When Veronica Payne was 26 weeks pregnant, she went for her normal check-up. The doctor told her that her blood pressure was extremely high and sent her to Saint Francis Hospital and Medical Center, where she was told she had preeclampsia and scheduled her for an emergency C-section.  “We did not know if the baby could survive at 26 weeks,” said Veronica. “We were so afraid.” Evonnica was born on March 10 2015 – she weighed 1 pound 13 ounces.  Evonnica was also born with a lot of medical complications that required treatment, such as heart surgery.  But she survived, and is now a healthy two-year-old.  “My precious two women that I have in my life were in the hands of the capable staff at Saint Francis Hospital and Medical Center – they saved my daughter’s and my wife’s lives,” said George Payne.  “That’s what they did – they saved their lives. I’m grateful to them for that.”
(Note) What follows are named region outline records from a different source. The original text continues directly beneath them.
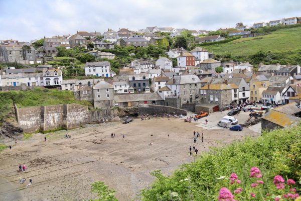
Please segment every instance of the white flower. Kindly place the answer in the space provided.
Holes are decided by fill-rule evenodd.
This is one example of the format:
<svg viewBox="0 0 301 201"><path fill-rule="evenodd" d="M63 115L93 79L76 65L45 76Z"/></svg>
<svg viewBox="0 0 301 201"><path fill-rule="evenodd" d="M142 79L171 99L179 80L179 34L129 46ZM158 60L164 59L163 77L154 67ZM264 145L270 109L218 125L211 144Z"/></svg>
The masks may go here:
<svg viewBox="0 0 301 201"><path fill-rule="evenodd" d="M221 180L221 179L224 179L225 178L226 178L226 177L225 176L222 176L220 177L217 178L216 179Z"/></svg>

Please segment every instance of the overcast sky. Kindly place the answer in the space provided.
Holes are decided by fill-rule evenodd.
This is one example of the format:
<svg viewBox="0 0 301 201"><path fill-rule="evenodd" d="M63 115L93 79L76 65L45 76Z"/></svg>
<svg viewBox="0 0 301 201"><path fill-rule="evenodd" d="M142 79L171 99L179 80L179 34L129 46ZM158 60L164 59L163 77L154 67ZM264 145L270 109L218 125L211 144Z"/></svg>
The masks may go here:
<svg viewBox="0 0 301 201"><path fill-rule="evenodd" d="M0 0L0 40L146 27L230 28L301 17L300 0Z"/></svg>

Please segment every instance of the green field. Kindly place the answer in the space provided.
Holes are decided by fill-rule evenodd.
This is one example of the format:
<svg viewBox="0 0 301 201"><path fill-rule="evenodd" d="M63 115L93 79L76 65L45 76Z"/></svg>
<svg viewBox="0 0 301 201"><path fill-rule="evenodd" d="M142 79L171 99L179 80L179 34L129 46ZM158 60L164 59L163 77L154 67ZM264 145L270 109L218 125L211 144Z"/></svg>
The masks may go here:
<svg viewBox="0 0 301 201"><path fill-rule="evenodd" d="M262 38L262 39L258 39ZM204 48L216 55L233 56L254 54L259 50L280 52L301 49L301 27L281 29L255 38L241 38L226 44L206 46Z"/></svg>

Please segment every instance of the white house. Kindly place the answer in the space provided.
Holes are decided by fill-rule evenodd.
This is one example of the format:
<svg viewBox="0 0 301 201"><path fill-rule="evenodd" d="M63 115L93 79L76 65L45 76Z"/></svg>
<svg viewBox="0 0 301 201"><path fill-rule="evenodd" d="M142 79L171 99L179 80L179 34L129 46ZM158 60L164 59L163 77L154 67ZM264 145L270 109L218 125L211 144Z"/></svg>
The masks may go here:
<svg viewBox="0 0 301 201"><path fill-rule="evenodd" d="M115 93L128 93L129 83L127 81L113 82L114 92Z"/></svg>
<svg viewBox="0 0 301 201"><path fill-rule="evenodd" d="M85 65L86 76L94 75L96 77L114 77L116 73L111 70L111 64L108 61L87 62Z"/></svg>
<svg viewBox="0 0 301 201"><path fill-rule="evenodd" d="M173 62L166 57L160 57L156 61L156 65L159 66L160 69L164 71L172 71Z"/></svg>
<svg viewBox="0 0 301 201"><path fill-rule="evenodd" d="M208 59L209 58L208 51L200 47L196 47L190 51L190 53L194 56L196 58L200 59L201 62L203 62L204 60Z"/></svg>
<svg viewBox="0 0 301 201"><path fill-rule="evenodd" d="M153 79L152 88L154 92L165 86L165 83L170 80L169 77L161 76L154 77Z"/></svg>
<svg viewBox="0 0 301 201"><path fill-rule="evenodd" d="M63 75L61 70L43 70L43 81L45 87L60 86L62 80Z"/></svg>

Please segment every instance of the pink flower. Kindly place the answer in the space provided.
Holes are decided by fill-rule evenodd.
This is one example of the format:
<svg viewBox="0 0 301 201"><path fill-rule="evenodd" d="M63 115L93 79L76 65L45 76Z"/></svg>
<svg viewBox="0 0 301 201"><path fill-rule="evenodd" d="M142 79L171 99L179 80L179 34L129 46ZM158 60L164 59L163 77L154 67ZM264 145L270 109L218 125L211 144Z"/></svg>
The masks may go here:
<svg viewBox="0 0 301 201"><path fill-rule="evenodd" d="M284 188L284 179L282 176L280 175L276 175L274 177L274 180L273 183L276 186L277 189L283 189Z"/></svg>
<svg viewBox="0 0 301 201"><path fill-rule="evenodd" d="M296 182L295 182L295 181L294 181L293 180L292 180L291 179L288 179L287 181L286 182L286 183L287 183L287 185L294 185L296 183Z"/></svg>
<svg viewBox="0 0 301 201"><path fill-rule="evenodd" d="M242 190L242 189L241 188L237 188L234 190L234 193L236 193L236 194L239 193L240 192L241 192Z"/></svg>
<svg viewBox="0 0 301 201"><path fill-rule="evenodd" d="M259 183L260 184L263 184L263 181L261 181L261 180L257 180L256 181L256 182L257 183Z"/></svg>
<svg viewBox="0 0 301 201"><path fill-rule="evenodd" d="M297 190L295 188L289 188L289 191L291 191L291 192L296 192L297 191Z"/></svg>
<svg viewBox="0 0 301 201"><path fill-rule="evenodd" d="M234 201L234 196L231 193L228 188L223 187L221 188L218 195L218 201Z"/></svg>
<svg viewBox="0 0 301 201"><path fill-rule="evenodd" d="M254 188L256 186L257 186L257 183L253 183L251 184L251 187L252 187L252 188Z"/></svg>
<svg viewBox="0 0 301 201"><path fill-rule="evenodd" d="M261 178L260 170L257 167L252 167L250 171L250 177Z"/></svg>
-Veronica and George Payne, and their 2 year old daughter Evonnica, Manchester

 

It was late at night when Joyce Keating of Somers discovered an unexpected black mole on her hip.  Upon closer inspection, Joyce realized that it was a tick burrowing under her skin.  Her unsuccessful efforts to remove it with tweezers and concern about infection and Lyme Disease prompted Joyce to drive to her nearest hospital ED, at Johnson Memorial Hospital, knowing that she wouldn’t be able to see her primary care doctor until the next day. At the ER, Joyce was promptly registered and had her vital signs checked. After discovering an elevated blood pressure, the former Ms. Connecticut Senior 2007 was quickly moved to an exam room where a physician injected Novocaine so he could remove the tick. “I was in and out within 90 minutes and didn’t have to drive into Hartford,” said Joyce. “It’s important to have our community hospitals. Each time I’ve been to Johnson I’ve been impressed with how modern it is, and it has all the state-of-the-art equipment that you would expect in a big city hospital.”

-Joyce Keating, Somers

 

“The staff at Bridgeport Hospital’s Norma Pfriem Breast Center didn’t have to do this for me and patients like me but they did,” said Jennifer Warren. “Their generous spirit helped us regain our health.  Thanks to them, I was able to see what love looks like.”  The Medically Underserved Initiative at Bridgeport Hospital’s Norma Pfriem Breast Center, one of the largest programs of its kind in the state, helps underinsured women gain access to screening, diagnosis and treatment programs.  Each year, the center helps more than 1,400 women, regardless of their insurance status, and provides them with nearly $400,000 in financial assistance.

– Patient Jennifer Warren (second from left) at the breast center’s Sept. 28 Pink Pledge Stroll for Strength with event chairs (l-r) Marlene Battista, Kristen Staikos and Meghan McCloat and center Executive Director Donna Twist (far right).

 

In a challenging environment where speed and precision are critical, Michelle ensures all medications and doses are correctly and safely ordered, prepared and administered — collaborating with colleagues at every step.

-Michelle Krawczynksi, Clinical Pharmacist, Hartford Hospital

 

What We Stand For

Like good schools, safe streets, and good jobs - strong hospitals are vital to the quality of life of Connecticut’s communities.  Across the state, Connecticut's hospitals care for their communities, 24 hours a day, 7 days a week, 365 days a year. Our hospitals serve as the safety net for all residents, treating and caring for everyone regardless of their insurance status or ability to pay.

Top priorities for Connecticut hospitals are to improve the health of our communities, enhance quality and safety, shape a sustainable performance-based reimbursement system, promote transparency, and ensure a workforce for the future.